The flash floods submerged the wetland of Sylhet, Sunamganj, Habiganj, Netrokona, Kishoreganj, Brahmanbaria and Moulvibazar. 

Losing the only crop of the year, many farmers in Sunamganj, Kishoreganj, Netrakona, Habiganj and in some other northeastern districts are now selling their cattle and other valuables while many others are leaving their homes for nearby towns to find manual work.

Rashid Ali from Damodar Api village in Dakshin Sunamganj usually sells around eight tons of rice grown in over 10 acres of land. But this year he could not harvest even a kilogram.

"I had seven cows. But I have already sold four of them to repay loans that I took to cultivate rice. I am not sure how would I run my family now," he told The Daily Star.

Farmers from other haor regions also started selling their cattle to tide over the crisis.

Mohammad Mainuddin, 50, member of Sizadpur union in Habiganj's Baniachong upazila, said he had never seen such early flash floods in that region.

"This is the worst situation we can remember. Many people in our village harvest 20 tons of Boro rice every year. But this time they would not harvest even a handful of rice,” he said.

Mainuddin explains, the farmers mostly cultivate two kinds of Boro crop that they were supposed to harvest in the last week of Chaitra and the first week of Baishakh (second and third week of April). But this year the flash flood hit 15 to 20 days early destroying all the mature paddies in the field.


Prof AKM Sailful Islam of the Institute of Water and Flood Management at the Bangladesh University of Engineering and Technology (Buet) said when the water level of the Surma river at Sunamganj station of Bangladesh Water Development Board (WDB) crosses the 6.5 metre-mark during March-April, they consider it as the beginning of flash flood.

He said all the other flash floods since 2000 hit the Haor areas in mid April and by then the farmers were able to harvest a major portion of the Boro crops.

"Last year, the flash flood hit on April 17, but this year the flash flood came on March 27," Prof Saiful said.

He attributed change in season from climate change to this early flash flood. The intensity and frequency of extreme weather has been changing also due to climate change, he said.

"We were not prepared for the situation as well. There are news reports many of the embankments in the haor area were either not repaired or remained damaged.

“So we were not prepared for it," the professor said.

Again, the department of meteorology or Flood Forecasting Warning System doesn't have any special warning system for flash flood.

Samarendra Karmakar, a meteorologists and an ex-director of Bangladesh met office, also pointed to climate variability for this year's early flash flood.

"This year flash flood took place earlier than usual. But nobody can exactly say why this climate variability happens.”

This year easterly low pressure was active and sub tropical high in the Bay of Bengal was weak that caused rainfall in the Himalayan region in India, he said as a possible explanation.

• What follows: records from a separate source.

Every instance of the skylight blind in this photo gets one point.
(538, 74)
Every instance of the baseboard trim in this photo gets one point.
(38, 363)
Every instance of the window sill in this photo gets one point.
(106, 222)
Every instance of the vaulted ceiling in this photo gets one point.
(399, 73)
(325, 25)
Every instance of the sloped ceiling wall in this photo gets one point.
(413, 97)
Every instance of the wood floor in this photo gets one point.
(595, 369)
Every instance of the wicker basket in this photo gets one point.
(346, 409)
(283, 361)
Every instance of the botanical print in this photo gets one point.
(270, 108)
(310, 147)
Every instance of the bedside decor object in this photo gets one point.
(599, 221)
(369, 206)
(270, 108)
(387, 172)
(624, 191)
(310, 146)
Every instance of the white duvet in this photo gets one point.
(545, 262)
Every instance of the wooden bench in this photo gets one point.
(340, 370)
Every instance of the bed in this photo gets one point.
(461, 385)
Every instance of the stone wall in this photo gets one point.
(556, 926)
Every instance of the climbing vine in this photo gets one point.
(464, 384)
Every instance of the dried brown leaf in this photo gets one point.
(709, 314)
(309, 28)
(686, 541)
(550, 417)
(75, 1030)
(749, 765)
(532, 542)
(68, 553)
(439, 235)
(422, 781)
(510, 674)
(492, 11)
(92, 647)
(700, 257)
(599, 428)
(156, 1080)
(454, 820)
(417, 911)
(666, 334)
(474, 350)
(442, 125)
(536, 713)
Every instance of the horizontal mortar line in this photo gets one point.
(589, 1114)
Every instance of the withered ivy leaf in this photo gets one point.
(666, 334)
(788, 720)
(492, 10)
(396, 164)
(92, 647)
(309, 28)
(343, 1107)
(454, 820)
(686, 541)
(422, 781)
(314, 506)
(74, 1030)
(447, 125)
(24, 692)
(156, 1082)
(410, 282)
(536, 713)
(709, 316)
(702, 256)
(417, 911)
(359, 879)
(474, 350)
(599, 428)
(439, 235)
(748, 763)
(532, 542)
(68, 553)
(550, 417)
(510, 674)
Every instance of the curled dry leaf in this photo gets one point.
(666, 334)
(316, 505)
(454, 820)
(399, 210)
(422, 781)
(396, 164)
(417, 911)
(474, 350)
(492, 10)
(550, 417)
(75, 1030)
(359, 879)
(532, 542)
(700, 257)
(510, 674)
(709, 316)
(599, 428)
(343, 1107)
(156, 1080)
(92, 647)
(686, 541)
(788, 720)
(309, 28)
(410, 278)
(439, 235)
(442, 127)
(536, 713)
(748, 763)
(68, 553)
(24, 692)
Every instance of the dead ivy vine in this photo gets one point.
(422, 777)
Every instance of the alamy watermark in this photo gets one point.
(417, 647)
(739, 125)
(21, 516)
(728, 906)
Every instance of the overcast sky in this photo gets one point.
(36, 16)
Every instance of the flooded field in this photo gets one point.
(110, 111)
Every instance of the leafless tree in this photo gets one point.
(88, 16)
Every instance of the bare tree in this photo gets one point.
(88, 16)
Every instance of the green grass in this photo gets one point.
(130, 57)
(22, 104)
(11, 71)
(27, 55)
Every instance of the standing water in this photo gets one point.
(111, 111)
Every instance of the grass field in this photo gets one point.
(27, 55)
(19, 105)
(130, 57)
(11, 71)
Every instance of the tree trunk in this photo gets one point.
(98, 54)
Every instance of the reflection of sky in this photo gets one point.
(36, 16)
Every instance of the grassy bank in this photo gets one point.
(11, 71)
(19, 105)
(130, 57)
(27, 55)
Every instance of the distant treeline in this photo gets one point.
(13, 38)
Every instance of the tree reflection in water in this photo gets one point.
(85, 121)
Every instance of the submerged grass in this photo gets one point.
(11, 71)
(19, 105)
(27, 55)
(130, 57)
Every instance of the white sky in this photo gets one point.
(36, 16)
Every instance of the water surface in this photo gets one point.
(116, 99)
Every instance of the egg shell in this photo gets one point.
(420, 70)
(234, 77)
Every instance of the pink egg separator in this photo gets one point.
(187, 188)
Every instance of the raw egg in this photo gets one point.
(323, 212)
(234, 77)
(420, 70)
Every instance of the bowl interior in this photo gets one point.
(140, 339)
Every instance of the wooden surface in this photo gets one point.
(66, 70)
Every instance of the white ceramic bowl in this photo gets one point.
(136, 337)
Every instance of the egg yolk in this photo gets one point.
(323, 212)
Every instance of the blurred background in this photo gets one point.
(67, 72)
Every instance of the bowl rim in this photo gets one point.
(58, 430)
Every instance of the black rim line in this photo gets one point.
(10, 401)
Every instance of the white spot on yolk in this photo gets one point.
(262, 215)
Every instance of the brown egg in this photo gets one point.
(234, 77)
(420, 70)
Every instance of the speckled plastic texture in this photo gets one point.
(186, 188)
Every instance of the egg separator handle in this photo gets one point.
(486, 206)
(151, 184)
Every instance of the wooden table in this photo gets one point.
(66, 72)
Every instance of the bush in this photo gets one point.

Zahidul Haque, deputy director at the Department of Agricultural Extension (DAE) in Sunamganj, said farmers in the haor area of the district cultivated Boro crops in some 1.6 lakh hectares in the district. Of them, around 1.13 lakh hectares have been submerged while crops in about one lakh hectare have been completely destroyed.

“Our estimation says farmers would face a loss of Tk 1 lakh for per hectare of land,” he said.

The department is yet to estimate the total amount of financial loss in the area, said Manzurul Hannan, director general of DAE. He said farmers cultivated Boro rice in 4.5 lakh hectares of haor this year and an estimated 1.41 lakh hectares went under water.

However, data collected by our correspondents from the district agricultural offices shows around 2.5 lakh hectares of land was submerged in the flash floods.

Asked, he expressed his hope that the government, despite this havoc, would be able to reach its target of Boro harvest this year due to a good yield in other places of the country.

Boro contributes 55 percent to the annual rice output and was cultivated in 48 lakh hectares of land. Last year, total 1 crore and 89 lakh tonnes of Boro rice was produced in the country.